Serie D, l’Olbia tra nuovi possibili investitori e la domanda di ripescaggio
Sul futuro del club gallurese pesano i debiti, ma la Prosoccer lavora alla ristrutturazionePer restare aggiornato entra nel nostro canale Whatsapp
La partita più difficile dell’Olbia si giocherà nelle prossime settimane. Per far fronte a stipendi arretrati dei giocatori, vertenze degli ex dipendenti e decreti ingiuntivi dei fornitori, e la rata (la prima di sei) da pagare entro il 30 giugno alla SwissPro, pari a 125mila euro, secondo quanto pattuito a gennaio per il passaggio di proprietà, la Prosoccer cerca innanzitutto nuovi investitori.
Interpellato sull’argomento, il direttore tecnico dell’Olbia, Ninni Corda, assicura che nel giro di 15 giorni sarà possibile conoscere i nomi degli imprenditori pronti a sostenere la Prosoccer nell’impresa di garantire un futuro al club gallurese, gravato, tra le altre cose, da diversi milioni di euro di debiti. Quanto alla Serie D, fallito l’obiettivo di salvare la categoria sul campo si spera nel ripescaggio. Per il quale conterà anche la solidità societaria.
Nella composizione della graduatoria entrano in gioco bacino di utenza, diritti sportivi per anzianità di affiliazione alla FIGC col medesimo numero di matricola, meriti sportivi, cioè la posizione in classifica al termine dell’ultima stagione e il risultato dei playout, e il valore sportivo, come militanza nelle diverse serie del campionato di calcio (dalla D alla A).
Ma anche l’attività giovanile e la partecipazione al campionato femminile, fronti sui quali l’Olbia non prenderebbe punti; idem per il percorso in Coppa Italia, il progetto “Giovani D Valore” e i meriti disciplinari. Nella composizione della graduatoria per i ripescaggi peseranno, poi, la valutazione dell’impianto sportivo e le detrazioni per i punti di penalizzazione in classifica, e qui l’Olbia, sanzionata per il ritardo nella domanda di iscrizione al campionato, ne perderebbe 4 (2 per ogni punto).

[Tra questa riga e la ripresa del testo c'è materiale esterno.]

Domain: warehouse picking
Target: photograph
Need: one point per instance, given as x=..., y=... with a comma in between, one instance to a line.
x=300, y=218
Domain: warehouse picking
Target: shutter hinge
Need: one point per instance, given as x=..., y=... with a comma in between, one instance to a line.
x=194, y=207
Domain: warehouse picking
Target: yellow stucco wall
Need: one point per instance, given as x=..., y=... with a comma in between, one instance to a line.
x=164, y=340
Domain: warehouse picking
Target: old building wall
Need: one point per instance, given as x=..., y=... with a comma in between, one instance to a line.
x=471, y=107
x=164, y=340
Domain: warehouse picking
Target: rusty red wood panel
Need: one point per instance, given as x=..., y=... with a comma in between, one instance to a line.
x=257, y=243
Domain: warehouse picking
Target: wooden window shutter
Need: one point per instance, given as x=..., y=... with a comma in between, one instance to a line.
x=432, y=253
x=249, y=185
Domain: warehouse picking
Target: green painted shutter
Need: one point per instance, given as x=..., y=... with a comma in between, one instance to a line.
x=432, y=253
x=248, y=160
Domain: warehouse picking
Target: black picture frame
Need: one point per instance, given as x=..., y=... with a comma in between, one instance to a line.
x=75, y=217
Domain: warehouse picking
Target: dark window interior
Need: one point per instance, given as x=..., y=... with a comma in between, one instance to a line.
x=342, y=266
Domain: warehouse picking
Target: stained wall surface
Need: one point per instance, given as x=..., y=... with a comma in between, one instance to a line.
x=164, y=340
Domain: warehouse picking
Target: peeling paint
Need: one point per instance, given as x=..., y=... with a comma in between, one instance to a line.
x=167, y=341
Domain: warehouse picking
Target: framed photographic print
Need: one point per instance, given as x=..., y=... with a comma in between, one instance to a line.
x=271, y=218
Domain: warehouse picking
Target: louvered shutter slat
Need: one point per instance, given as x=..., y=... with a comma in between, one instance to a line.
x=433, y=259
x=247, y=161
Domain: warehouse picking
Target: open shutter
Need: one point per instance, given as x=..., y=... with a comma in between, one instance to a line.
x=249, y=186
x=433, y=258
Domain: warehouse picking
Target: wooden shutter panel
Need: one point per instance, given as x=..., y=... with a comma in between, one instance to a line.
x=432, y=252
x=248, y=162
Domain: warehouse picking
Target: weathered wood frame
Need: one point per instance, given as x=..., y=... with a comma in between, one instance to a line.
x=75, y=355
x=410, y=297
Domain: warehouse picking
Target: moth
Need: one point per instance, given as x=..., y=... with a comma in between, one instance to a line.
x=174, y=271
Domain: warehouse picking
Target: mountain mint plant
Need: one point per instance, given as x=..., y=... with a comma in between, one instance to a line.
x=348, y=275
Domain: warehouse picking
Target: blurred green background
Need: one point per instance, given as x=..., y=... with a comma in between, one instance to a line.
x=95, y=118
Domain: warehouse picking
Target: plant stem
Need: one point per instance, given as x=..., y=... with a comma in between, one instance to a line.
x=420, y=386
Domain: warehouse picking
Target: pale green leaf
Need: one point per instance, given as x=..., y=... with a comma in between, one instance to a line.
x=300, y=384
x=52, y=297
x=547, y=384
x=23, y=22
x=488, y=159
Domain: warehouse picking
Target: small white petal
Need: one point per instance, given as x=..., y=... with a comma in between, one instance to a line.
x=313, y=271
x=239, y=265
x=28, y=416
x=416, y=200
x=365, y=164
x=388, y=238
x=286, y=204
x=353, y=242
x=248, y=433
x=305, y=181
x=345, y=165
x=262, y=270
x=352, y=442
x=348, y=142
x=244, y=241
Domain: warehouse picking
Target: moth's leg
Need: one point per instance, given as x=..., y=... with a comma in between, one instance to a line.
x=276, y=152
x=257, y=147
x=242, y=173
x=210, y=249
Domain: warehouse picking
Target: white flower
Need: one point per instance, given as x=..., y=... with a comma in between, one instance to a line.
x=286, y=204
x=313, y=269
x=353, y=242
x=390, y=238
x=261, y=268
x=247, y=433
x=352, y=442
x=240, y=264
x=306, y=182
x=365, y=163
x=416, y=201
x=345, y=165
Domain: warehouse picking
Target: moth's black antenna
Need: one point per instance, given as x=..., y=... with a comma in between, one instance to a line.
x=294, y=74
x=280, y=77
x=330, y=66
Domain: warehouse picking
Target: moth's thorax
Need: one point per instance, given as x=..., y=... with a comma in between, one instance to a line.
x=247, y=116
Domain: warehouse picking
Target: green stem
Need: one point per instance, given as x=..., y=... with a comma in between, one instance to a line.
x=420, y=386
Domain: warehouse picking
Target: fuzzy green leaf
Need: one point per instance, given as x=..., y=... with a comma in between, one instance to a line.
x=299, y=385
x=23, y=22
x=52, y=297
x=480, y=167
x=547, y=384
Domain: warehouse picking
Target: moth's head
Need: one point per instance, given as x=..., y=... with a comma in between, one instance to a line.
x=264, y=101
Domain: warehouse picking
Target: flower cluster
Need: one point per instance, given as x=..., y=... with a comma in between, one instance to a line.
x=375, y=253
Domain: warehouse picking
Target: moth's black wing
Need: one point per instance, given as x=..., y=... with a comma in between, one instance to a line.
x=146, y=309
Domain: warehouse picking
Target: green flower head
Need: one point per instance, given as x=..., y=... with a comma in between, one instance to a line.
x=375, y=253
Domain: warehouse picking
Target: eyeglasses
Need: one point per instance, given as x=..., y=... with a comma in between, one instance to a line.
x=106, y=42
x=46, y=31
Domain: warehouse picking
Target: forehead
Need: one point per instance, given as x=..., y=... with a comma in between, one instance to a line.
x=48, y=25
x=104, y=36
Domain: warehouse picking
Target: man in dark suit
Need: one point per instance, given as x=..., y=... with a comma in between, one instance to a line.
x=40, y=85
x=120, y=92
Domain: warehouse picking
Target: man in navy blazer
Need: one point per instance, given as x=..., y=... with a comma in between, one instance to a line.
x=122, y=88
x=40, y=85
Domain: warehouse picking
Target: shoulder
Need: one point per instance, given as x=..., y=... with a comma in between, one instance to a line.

In soldoni, il club gallurese non arriverebbe a 30. Il regolamento di quest’anno prevede, inoltre, prima il ripescaggio di una società che ha perso i playoff di Eccellenza e poi quello di un club retrocesso dalla Serie D, in alternanza fino al completamento dell’organico. Difficile, per non dire impossibile, che l’Olbia possa rientrare tra le prime in graduatoria, fermo restando che molto dipenderà, nel caso, anche dai posti vacanti e dalle squadre che presenteranno la domanda di ripescaggio.